America is drowning in a sea of red ink. Recent discussion has focused on our $1.65 trillion budget deficit and $14.3 trillion national debt. Those numbers are indeed huge, nearly unprecedented in the post-World war II era, and a threat to economic growth. But they pale in comparison to the massive tsunami of debt we will face once the full burden of entitlement spending kicks in.
In fact, if the unfunded liabilities of entitlement programs were to be included in our national debt figures, our total future indebtedness could top $127.5 trillion.
The bipartisan fiscal irresponsibility is mind-boggling.
Back when he was running for president, Obama promised “not to kick the can down the road.” Now, the president can’t even bring himself to endorse the recommendations of his own deficit commission.
In fact, on Social Security, the president’s budget doesn’t just refuse to offer solutions, it actually rules them out, saying Obama will not support private investment or benefit cuts. What’s left? Tax hikes? If that’s what the administration supports, why not say so?
Still, the president is willing to talk.
“This is a matter of everybody having a serious conversation about where we want to go,” the president said at a news conference the day after sending his budget to Capitol Hill.
In response to this appalling lack of presidential leadership, Republicans dithered. Some, like House Budget Committee chairman Paul Ryan, promised that they will propose entitlement reform when they produce a budget. Until then, though, they’re not prepared to discuss what that reform will look like.
Meanwhile, much of the Republican leadership is following the president’s lead and talking about talking about entitlement reform.
For instance, John Boehner took to TV last weekend to say that he now “regrets” having once said he was open to the idea of raising the retirement age. Now, the best he can do is call for “an adult conversation with the American people.”
And Senate Minority Leader Mitch McConnell called for — you guessed it — more talk. “I’ve been inviting the president to have that conversation since he took office two years ago,” he said.
But we have been talking about the need for entitlement reform for the past two decades or more.
As far back as 1995, the Bipartisan Commission on Entitlement and Tax Reform was pointing out that, “If we do not plan for the future, entitlement spending promises will exceed federal resources in the next century.

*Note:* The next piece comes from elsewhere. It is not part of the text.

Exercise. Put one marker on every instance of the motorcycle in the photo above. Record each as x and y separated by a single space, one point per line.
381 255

The current trend is unsustainable.” The commissioners went on to warn, “If we fail to act, we have made a choice that threatens the economic future of our children and the nation.”
Four years later, the National Bipartisan Commission on the Future of Medicare, while unable to reach a consensus on how to reform the program, concluded that it was unsustainable in its present form.
Likewise, President Bill Clinton’s Social Security Advisory Council agreed that Social Security, as currently structured, could not meet its future obligations.
President George W. Bush’s Social Security commission came to the same conclusion, sparking years of debate over plans to allow younger workers to privately invest a portion of their Social Security taxes.
For that matter, Obama and Hilary Rodham Clinton argued over entitlement reform during their primary campaign.
In this case, talk is not cheap. What Washington needs, in the immortal words of Elvis Presley, is “a little less conversation, a little more action.”